I have a couple of questions. First and foremost, are elaborate “math games” with big monied prizes a real thing? If they are, can someone teach me math and also possibly invite to participate in one of these games?
In non-math related queries, what about this: When are we going to get to a flashback episode of Kitty and Sherlock in London? It better be soon, because I am running out of creative excuses for why Kitty continues to be on show at all this season. This might read as cruel, especially in light of all the mother-hen-ing Joan has shown Sherlock’s newest pupil, but if anything, I’d argue that it’s the opposite. The show has gifted us with the mystery and damaged Kitty Winters and now has her politely off in one corner, going to group therapy sessions and managing the lame crimes (house flipping…really?) of the B storylines. She deserves better. Frankly, we all do.

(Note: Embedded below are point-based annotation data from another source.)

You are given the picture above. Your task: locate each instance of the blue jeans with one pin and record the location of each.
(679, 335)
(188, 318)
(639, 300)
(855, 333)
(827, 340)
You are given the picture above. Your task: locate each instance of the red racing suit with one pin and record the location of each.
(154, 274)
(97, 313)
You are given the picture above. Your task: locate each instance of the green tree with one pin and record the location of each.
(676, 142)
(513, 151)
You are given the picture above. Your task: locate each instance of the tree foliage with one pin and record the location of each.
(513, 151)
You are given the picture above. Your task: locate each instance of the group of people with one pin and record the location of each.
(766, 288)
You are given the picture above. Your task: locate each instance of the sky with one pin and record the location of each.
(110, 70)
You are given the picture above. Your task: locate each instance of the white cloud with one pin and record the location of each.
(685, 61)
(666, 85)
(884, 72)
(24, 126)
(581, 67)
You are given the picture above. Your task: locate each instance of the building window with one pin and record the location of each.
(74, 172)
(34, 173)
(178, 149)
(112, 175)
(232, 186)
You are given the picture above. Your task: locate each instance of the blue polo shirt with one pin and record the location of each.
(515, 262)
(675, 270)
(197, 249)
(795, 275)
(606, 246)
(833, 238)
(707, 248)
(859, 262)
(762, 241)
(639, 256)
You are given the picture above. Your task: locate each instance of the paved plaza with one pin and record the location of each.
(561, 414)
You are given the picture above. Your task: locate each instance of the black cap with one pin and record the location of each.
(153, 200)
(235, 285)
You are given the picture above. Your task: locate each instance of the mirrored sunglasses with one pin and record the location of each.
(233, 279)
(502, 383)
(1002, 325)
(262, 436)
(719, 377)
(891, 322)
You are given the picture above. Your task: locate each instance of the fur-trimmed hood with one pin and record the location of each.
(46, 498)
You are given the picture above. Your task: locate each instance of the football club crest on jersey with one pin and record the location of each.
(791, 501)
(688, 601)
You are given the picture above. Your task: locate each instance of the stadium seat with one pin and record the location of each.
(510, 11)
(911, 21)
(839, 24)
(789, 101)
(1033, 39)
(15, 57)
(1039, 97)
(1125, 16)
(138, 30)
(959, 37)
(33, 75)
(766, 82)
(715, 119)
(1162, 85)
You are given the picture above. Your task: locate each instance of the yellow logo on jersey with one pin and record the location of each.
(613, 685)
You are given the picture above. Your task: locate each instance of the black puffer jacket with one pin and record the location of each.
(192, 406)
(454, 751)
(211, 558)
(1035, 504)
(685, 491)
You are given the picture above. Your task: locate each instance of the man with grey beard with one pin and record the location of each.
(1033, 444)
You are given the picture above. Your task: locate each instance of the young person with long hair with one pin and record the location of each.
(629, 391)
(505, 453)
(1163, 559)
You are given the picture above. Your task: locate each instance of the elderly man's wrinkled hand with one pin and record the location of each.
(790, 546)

This week’s episode crime of Elementary was a fun one (said the sociopath as she described with the glee the discovery of a rotund man’s corpse in foot locker), but if anything, the riotously rich math murder played second fiddle to the episode’s main goal: Reminding us that Sherlock isn’t people. It was an interesting choice, and one that made a lot of sense. We’ve spent the first two episodes of the season watching Sherlock being deeply empathic (he always is, to a degree) but more than that involved in the lives of the people around him — that’s not like him, and with this week’s episode the show set out to remind us that Sherlock has a psychological discomfort in the bonds of a friendship.
When guest star Rich Somers (and his adorable nude tummy) expressed hurt that Sherlock didn’t value their friendship enough to go without the skills of another math genius when he absconded for England without saying goodbye, the show made sure to spend a lot of time with Sherlock’s “but why?” attitude. What distinguishes Elementary from other Sherlock shows is that it doesn’t place the great detective somewhere on the autism spectrum. CBS’s Sherlock Holmes is deeply damaged, that’s the root of his affected disconnection with people around him. In order to maintain any relationships at all, there must be the guise of work (see: Joan, Kitty) an element that he can control and view with subjectivity.
I’m not saying that this is an effective strategy for Sherlock. I mean, there’s a reason the dude fled to London. This week’s episode made it clear that the biggest enemy Sherlock will continue to face is himself. While that’s not exactly something revelatory, with Joan and Kitty growing ever closer, it will make Sherlock’s attempts to distance himself that much more tricky.